Бару кусала губы. На Тараноке детям не угрожало ничего. Их не делили на чужих и своих, они всегда были окружены отцами и прочей родней. Они росли в тепле и любви. Вновь пригубив вина, она приготовилась слушать дальше.
Каттлсон выпрямился во весь рост. Волчья мантия на нем собралась в глубокие складки, пошла штормовыми волнами.
— Я хочу научить их санитарии и гигиене. Хочу отстроить дороги, увеличить урожаи, отправить по доктору–гигиенисту в каждую деревню. Пусть у каждого в Ордвинне будет кусок
мыла. Но если крестьяне сыты и довольны, князья не боятся бунтовать. Что бывает в таких случаях? То, что ими невозможно править. Как вы думаете, что Парламент спросит у нас, если стахечи вновь перевалят через горы и двинутся на юг? Как мы сможем обороняться?
Какие расчеты в том же роде делались на Тараноке? Ради каких выгод они заражали людей моровым поветрием, сберегая прививки только для завербованных ими детей? Ради чего они проявляли такую жестокость? Нет, горевать нельзя. Бару прошла через это еще в школе.
— Арифметика власти жестока.
— Арифметика… — повторил губернатор и безрадостно хмыкнул. — Сказать вам, чего мне недостает в моей должности? Я хочу видеть детей Хейнгиля и Радашича на охоте, а не на похоронах. Хочу подыскать достойного мужа для Хейнгиль Ри, пронаблюдать за их кровной линией и представить изящный отчет в Комитет инкрастического мышления. Но я постоянно слышу: «Держи их в розни и страхе, чтобы не могли обойтись без нас!» Знаете, как я сделал князя Хейнгиля верным другом и братом? Я показал ему, что могу подарить его детям весь мир! А Парламент заявляет: «Пусть эти дети сгниют!»

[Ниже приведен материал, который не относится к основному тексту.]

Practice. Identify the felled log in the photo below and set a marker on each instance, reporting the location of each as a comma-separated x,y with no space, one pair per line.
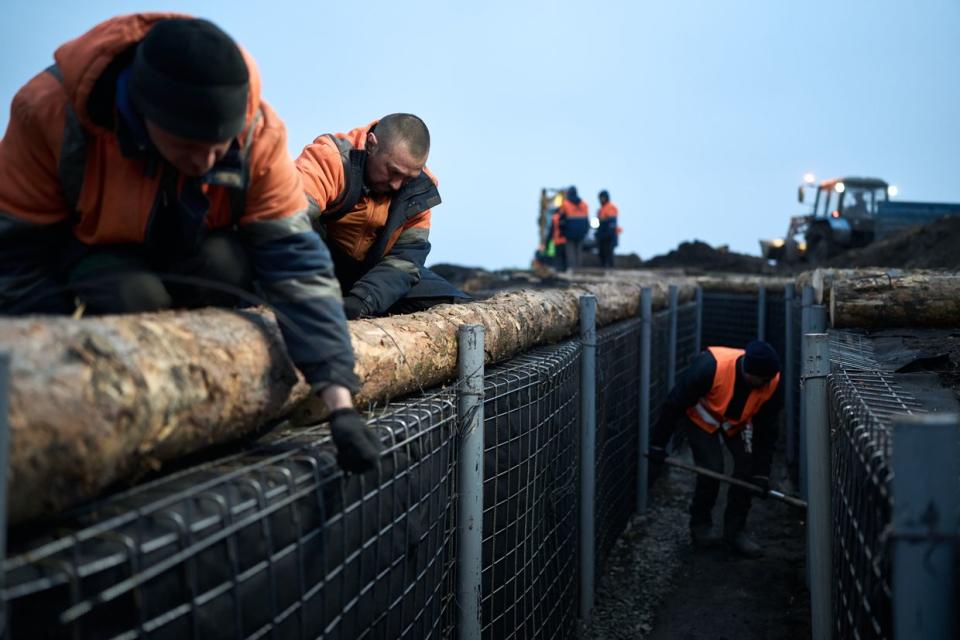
896,299
95,400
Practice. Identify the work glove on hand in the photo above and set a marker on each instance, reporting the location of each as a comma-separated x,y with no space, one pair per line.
353,307
656,456
763,482
358,447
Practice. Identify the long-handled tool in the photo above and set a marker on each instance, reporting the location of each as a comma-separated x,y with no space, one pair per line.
769,493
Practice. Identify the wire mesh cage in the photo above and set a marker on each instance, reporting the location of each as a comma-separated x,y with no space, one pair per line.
531,479
270,542
864,399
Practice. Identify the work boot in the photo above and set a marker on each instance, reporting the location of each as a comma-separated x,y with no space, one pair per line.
702,536
743,545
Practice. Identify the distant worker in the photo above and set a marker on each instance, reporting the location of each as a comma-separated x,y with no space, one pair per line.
608,230
731,396
558,241
143,171
370,197
574,224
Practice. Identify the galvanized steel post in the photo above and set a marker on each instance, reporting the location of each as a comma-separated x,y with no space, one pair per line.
672,347
926,465
643,438
806,301
4,464
588,446
789,377
816,368
698,327
762,313
470,480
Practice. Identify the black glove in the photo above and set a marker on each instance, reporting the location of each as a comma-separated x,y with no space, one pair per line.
655,457
353,307
358,447
763,482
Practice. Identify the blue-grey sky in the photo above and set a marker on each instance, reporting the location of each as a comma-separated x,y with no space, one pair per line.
698,116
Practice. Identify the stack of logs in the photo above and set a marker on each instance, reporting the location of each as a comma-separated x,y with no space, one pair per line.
96,400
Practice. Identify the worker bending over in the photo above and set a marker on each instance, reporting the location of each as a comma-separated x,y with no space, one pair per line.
370,196
143,166
731,396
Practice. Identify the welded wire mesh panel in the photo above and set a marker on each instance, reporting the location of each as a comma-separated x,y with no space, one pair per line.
686,334
618,403
531,480
863,402
272,542
729,319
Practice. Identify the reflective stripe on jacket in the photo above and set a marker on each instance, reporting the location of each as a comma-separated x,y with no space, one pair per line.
576,220
65,169
709,412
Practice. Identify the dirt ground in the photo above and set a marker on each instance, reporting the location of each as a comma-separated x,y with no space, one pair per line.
657,586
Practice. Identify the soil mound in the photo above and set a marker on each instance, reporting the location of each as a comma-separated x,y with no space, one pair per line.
699,256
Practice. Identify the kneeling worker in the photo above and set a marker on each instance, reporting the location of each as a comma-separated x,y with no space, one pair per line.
733,396
370,197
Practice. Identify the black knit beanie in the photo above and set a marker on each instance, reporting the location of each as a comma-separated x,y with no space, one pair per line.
190,79
761,360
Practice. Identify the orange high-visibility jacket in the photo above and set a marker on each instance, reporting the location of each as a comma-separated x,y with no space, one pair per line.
708,413
61,161
321,166
558,238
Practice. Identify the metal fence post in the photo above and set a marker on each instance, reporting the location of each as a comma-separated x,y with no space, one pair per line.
789,381
924,525
698,322
588,446
646,330
4,464
806,301
816,368
470,480
762,313
672,346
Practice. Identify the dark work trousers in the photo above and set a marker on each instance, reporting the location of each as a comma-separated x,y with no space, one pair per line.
126,279
573,253
605,247
708,453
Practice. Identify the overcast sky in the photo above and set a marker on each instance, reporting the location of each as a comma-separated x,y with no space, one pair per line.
700,117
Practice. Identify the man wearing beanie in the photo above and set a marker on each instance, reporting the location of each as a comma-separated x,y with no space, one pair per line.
730,396
142,171
371,196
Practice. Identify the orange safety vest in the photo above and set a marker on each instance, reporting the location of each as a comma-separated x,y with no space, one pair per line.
708,413
558,238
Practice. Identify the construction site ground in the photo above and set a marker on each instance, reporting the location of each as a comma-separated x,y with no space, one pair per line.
656,585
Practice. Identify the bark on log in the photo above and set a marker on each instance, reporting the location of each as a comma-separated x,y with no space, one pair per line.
900,299
98,399
94,400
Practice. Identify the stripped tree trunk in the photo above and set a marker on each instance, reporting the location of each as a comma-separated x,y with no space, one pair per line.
98,399
904,299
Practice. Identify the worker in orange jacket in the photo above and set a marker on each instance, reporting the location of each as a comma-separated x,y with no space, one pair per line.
574,225
143,171
608,231
371,197
731,396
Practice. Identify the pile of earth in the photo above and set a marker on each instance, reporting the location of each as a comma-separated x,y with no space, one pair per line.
698,256
932,246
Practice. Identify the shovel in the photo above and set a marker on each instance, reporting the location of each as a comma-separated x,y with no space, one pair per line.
769,493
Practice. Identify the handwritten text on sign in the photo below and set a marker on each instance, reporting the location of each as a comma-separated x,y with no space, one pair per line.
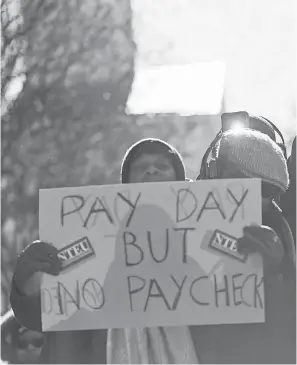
155,254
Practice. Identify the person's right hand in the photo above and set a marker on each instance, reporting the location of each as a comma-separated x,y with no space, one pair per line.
37,257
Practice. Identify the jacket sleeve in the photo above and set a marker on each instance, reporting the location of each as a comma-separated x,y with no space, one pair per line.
27,308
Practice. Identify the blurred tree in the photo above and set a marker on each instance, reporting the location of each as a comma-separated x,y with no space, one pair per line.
66,72
67,69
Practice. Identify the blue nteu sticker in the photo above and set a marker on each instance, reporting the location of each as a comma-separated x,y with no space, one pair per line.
75,252
227,244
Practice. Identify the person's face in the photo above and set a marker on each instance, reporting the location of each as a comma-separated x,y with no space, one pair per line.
151,168
29,346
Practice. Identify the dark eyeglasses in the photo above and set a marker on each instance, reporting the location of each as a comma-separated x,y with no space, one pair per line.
24,344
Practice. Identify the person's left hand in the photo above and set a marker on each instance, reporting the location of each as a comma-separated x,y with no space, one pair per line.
263,240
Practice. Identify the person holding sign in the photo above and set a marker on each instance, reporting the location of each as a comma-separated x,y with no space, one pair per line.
252,152
149,160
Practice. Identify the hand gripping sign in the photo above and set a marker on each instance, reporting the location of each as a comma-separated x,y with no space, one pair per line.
156,254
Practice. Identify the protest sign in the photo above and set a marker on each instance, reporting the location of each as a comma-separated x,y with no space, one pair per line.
155,254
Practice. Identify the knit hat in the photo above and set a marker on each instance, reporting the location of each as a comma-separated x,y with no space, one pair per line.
256,155
152,146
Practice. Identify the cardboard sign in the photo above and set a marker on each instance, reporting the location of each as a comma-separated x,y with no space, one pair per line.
155,254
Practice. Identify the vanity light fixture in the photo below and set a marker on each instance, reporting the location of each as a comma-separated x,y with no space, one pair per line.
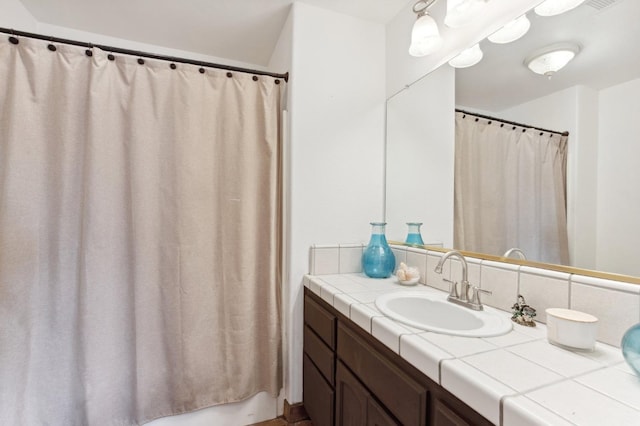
551,59
556,7
425,36
512,31
462,12
468,57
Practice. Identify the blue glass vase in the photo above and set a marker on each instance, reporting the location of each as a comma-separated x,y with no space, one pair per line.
413,235
631,348
378,260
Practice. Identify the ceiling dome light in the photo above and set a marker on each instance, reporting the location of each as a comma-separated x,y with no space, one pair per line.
462,12
467,58
556,7
551,59
512,31
425,36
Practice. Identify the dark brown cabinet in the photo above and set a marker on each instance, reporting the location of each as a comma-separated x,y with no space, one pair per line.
351,379
355,406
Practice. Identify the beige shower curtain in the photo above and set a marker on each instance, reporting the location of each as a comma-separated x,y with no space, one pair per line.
139,236
510,190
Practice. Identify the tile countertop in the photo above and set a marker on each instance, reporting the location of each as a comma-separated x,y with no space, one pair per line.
514,379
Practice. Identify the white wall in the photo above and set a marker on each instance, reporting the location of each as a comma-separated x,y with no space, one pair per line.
573,110
337,146
619,174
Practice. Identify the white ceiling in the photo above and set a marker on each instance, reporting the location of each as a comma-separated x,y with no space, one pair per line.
241,30
607,30
247,31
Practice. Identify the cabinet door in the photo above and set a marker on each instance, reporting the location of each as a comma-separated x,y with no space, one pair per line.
377,416
354,404
317,395
444,416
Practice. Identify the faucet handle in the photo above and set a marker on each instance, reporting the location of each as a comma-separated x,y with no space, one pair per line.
475,295
453,288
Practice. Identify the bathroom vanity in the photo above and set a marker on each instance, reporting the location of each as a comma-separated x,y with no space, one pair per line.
350,378
363,368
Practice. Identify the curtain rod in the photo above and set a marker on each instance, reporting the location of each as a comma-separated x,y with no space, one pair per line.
284,76
500,120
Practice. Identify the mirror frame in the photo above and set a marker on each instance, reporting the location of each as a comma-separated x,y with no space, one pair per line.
540,265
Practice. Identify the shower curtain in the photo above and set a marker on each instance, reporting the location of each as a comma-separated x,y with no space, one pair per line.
510,190
139,236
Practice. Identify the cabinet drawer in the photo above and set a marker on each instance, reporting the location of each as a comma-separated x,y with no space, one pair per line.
321,355
318,397
321,321
405,398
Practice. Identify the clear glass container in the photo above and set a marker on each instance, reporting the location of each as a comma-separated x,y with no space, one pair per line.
378,260
413,235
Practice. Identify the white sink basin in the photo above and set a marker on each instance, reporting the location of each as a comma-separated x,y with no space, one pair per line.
430,311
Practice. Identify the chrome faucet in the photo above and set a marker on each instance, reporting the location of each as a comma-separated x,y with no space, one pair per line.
461,298
517,251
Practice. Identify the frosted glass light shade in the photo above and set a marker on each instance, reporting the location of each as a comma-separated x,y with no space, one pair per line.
556,7
467,58
462,12
512,31
425,36
552,59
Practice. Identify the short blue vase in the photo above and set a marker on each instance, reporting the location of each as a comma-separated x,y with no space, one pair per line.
378,260
631,348
413,234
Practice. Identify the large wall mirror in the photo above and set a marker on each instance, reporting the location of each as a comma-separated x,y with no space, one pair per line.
596,98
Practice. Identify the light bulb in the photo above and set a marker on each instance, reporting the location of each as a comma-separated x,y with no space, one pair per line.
556,7
512,31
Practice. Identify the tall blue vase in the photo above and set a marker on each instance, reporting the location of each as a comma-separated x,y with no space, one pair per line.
631,348
413,234
378,260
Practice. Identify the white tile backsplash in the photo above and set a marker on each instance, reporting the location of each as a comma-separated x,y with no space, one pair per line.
616,304
501,279
434,279
544,289
418,259
350,258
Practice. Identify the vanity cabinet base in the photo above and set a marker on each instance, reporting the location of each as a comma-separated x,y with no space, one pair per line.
351,379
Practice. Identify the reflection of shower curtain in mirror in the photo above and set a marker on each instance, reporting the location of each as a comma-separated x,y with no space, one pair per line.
510,190
139,237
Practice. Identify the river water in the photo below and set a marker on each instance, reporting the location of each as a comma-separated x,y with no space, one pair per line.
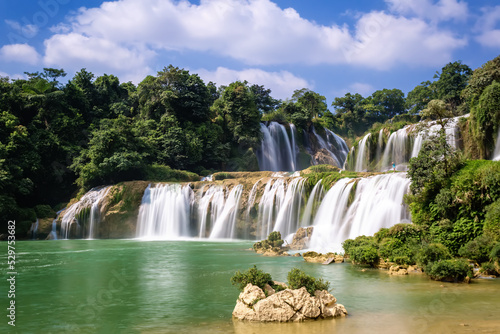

Вряд ли в таком настроении он был готов выслушать дурные вести, но Бару заговорила, надеясь перевести гнев губернатора на что–нибудь менее серьезное:
— Главные счетные книги велись отвратительно. Надо восстанавливать их по отчетности па местах. Надеясь на ваше понимание, я начну с Фиатного банка: глупо двигаться к ветвям, не убедившись, что ствол крепок.
— Как вам будет угодно, — отмахнулся губернатор, прислонившись лбом к оконному стеклу. — Занимайтесь арифметикой, к которой у вас, по словам Фарьера, выдающиеся способности. Зате Ява будет гоняться за икарийскими сектами и пьяными содомитами, задрав хвост. А я буду писать на родину: «Мы помогаем им».
— Меня беспокоит возможность восстания.
— Вы — новичок, — с невероятной усталостью в голосе произнес губернатор. — Ордвинн, угрожающий восстать, — все равно что ревнивая любовница, флиртующая с другим напоказ. Вы скоро привыкнете.
Бару не могла позволить себе поддаться жалости, но губернатор был слишком слаб.
— Опасные речи, — заметила она. — Могут повредить вам, если достигнут чужих ушей.
Ведь это угроза, не так ли?
Губернатор подобрался, вдохнул, собираясь ответить, но ничего не сказал.
— А Фарьер не соврал, — вымолвил он после долгой паузы. — Вы развиты не но годам.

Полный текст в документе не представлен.